Statistical Process Monitoring Using Advanced Data-Driven and Deep Learning Approaches PDF Author: Fouzi Harrou
Publisher: Elsevier
ISBN: 0128193662
Category : Technology & Engineering
Languages : en
Pages : 330

Book Description
Statistical Process Monitoring Using Advanced Data-Driven and Deep Learning Approaches tackles multivariate challenges in process monitoring by merging the advantages of univariate and traditional multivariate techniques to enhance their performance and widen their practical applicability. The book proceeds with merging the desirable properties of shallow learning approaches – such as a one-class support vector machine and k-nearest neighbours and unsupervised deep learning approaches – to develop more sophisticated and efficient monitoring techniques. Finally, the developed approaches are applied to monitor many processes, such as waste-water treatment plants, detection of obstacles in driving environments for autonomous robots and vehicles, robot swarm, chemical processes (continuous stirred tank reactor, plug flow rector, and distillation columns), ozone pollution, road traffic congestion, and solar photovoltaic systems. Uses a data-driven based approach to fault detection and attribution Provides an in-depth understanding of fault detection and attribution in complex and multivariate systems Familiarises you with the most suitable data-driven based techniques including multivariate statistical techniques and deep learning-based methods Includes case studies and comparison of different methods

Statistical Process Monitoring Using Advanced Data-Driven and Deep Learning Approaches

Statistical Process Monitoring Using Advanced Data-Driven and Deep Learning Approaches PDF Author: Fouzi Harrou
Publisher: Elsevier
ISBN: 0128193662
Category : Technology & Engineering
Languages : en
Pages : 330

Book Description
Statistical Process Monitoring Using Advanced Data-Driven and Deep Learning Approaches tackles multivariate challenges in process monitoring by merging the advantages of univariate and traditional multivariate techniques to enhance their performance and widen their practical applicability.
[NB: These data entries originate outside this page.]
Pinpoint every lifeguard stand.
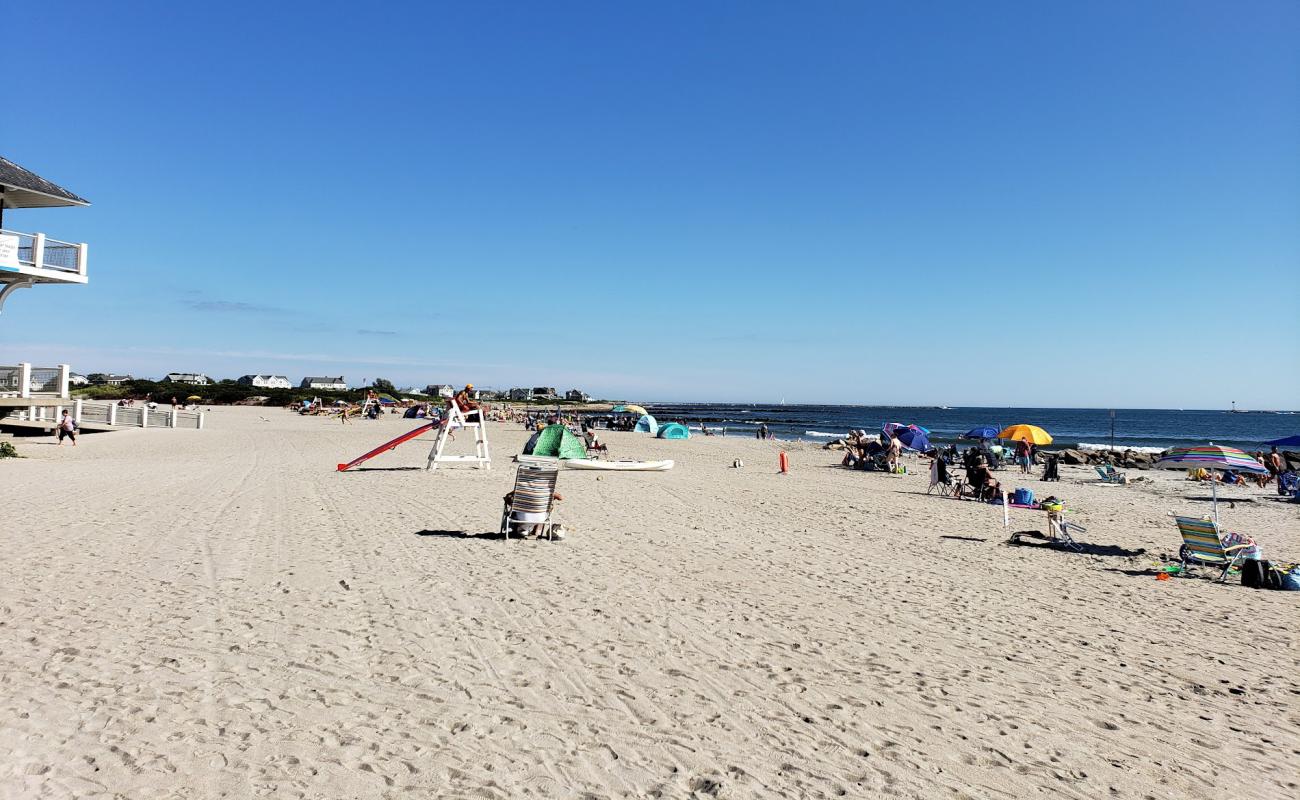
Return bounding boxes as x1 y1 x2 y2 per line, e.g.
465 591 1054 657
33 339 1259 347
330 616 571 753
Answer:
0 157 90 310
425 399 491 470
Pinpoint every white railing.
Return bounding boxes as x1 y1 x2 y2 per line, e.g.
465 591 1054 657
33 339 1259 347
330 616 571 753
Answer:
0 399 204 431
0 229 87 277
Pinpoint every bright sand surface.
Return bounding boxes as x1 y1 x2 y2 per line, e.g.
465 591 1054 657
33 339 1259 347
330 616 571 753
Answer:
0 408 1300 800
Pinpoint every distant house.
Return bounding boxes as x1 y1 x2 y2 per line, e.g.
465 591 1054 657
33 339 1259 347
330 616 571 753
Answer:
163 372 212 386
239 375 294 389
90 372 135 386
299 375 347 392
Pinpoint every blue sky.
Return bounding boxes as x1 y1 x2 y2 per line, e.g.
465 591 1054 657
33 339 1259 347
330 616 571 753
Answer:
0 0 1300 407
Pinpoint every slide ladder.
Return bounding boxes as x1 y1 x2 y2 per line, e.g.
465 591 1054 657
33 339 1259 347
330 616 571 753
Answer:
338 423 438 472
425 401 491 470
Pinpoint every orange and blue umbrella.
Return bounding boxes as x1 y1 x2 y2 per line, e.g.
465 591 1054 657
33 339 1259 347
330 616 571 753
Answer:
997 423 1052 445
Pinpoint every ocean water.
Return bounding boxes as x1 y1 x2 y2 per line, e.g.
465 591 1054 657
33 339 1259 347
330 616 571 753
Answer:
642 403 1300 453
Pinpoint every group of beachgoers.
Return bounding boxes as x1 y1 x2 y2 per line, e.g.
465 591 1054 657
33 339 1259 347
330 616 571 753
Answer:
840 429 1058 501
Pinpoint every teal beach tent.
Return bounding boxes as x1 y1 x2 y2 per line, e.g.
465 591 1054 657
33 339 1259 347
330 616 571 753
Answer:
532 425 586 458
658 423 690 438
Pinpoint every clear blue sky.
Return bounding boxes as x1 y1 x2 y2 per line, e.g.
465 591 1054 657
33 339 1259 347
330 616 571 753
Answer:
0 0 1300 408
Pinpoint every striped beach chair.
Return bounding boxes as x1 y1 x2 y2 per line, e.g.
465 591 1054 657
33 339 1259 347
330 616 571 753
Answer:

The book proceeds with merging the desirable properties of shallow learning approaches – such as a one-class support vector machine and k-nearest neighbours and unsupervised deep learning approaches – to develop more sophisticated and efficient monitoring techniques. Finally, the developed approaches are applied to monitor many processes, such as waste-water treatment plants, detection of obstacles in driving environments for autonomous robots and vehicles, robot swarm, chemical processes (continuous stirred tank reactor, plug flow rector, and distillation columns), ozone pollution, road traffic congestion, and solar photovoltaic systems. Uses a data-driven based approach to fault detection and attribution Provides an in-depth understanding of fault detection and attribution in complex and multivariate systems Familiarises you with the most suitable data-driven based techniques including multivariate statistical techniques and deep learning-based methods Includes case studies and comparison of different methods

Road Traffic Modeling and Management

Road Traffic Modeling and Management PDF Author: Fouzi Harrou
Publisher: Elsevier
ISBN: 0128234334
Category : Transportation
Languages : en
Pages : 270

Book Description
Road Traffic Modeling and Management: Using Statistical Monitoring and Deep Learning provides a framework for understanding and enhancing road traffic monitoring and management. The book examines commonly used traffic analysis methodologies as well the emerging methods that use deep learning methods. Other sections discuss how to understand statistical models and machine learning algorithms and how to apply them to traffic modeling, estimation, forecasting and traffic congestion monitoring. Providing both a theoretical framework along with practical technical solutions, this book is ideal for researchers and practitioners who want to improve the performance of intelligent transportation systems. Provides integrated, up-to-date and complete coverage of the key components for intelligent transportation systems: traffic modeling, forecasting, estimation and monitoring Uses methods based on video and time series data for traffic modeling and forecasting Includes case studies, key processes guidance and comparisons of different methodologies

Recent Developments in Model-Based and Data-Driven Methods for Advanced Control and Diagnosis

Recent Developments in Model-Based and Data-Driven Methods for Advanced Control and Diagnosis PDF Author: Didier Theilliol
Publisher: Springer Nature
ISBN: 3031275403
Category : Technology & Engineering
Languages : en
Pages : 352

Book Description
The book consists of recent works on several axes either with a more theoretical nature or with a focus on applications, which will span a variety of up-to-date topics in the field of systems and control. The main market area of the contributions include: Advanced fault-tolerant control, control reconfiguration, health monitoring techniques for industrial systems, data-driven diagnosis methods, process supervision, diagnosis and control of discrete-event systems, maintenance and repair strategies, statistical methods for fault diagnosis, reliability and safety of industrial systems artificial intelligence methods for control and diagnosis, health-aware control design strategies, advanced control approaches, deep learning-based methods for control and diagnosis, reinforcement learning-based approaches for advanced control, diagnosis and prognosis techniques applied to industrial problems, Industry 4.0 as well as instrumentation and sensors. These works constitute advances in the aforementioned scientific fields and will be used by graduate as well as doctoral students along with established researchers to update themselves with the state of the art and recent advances in their respective fields. As the book includes several applicative studies with several multi-disciplinary contributions (deep learning, reinforcement learning, model-based/data-based control etc.), the book proves to be equally useful for the practitioners as well industrial professionals.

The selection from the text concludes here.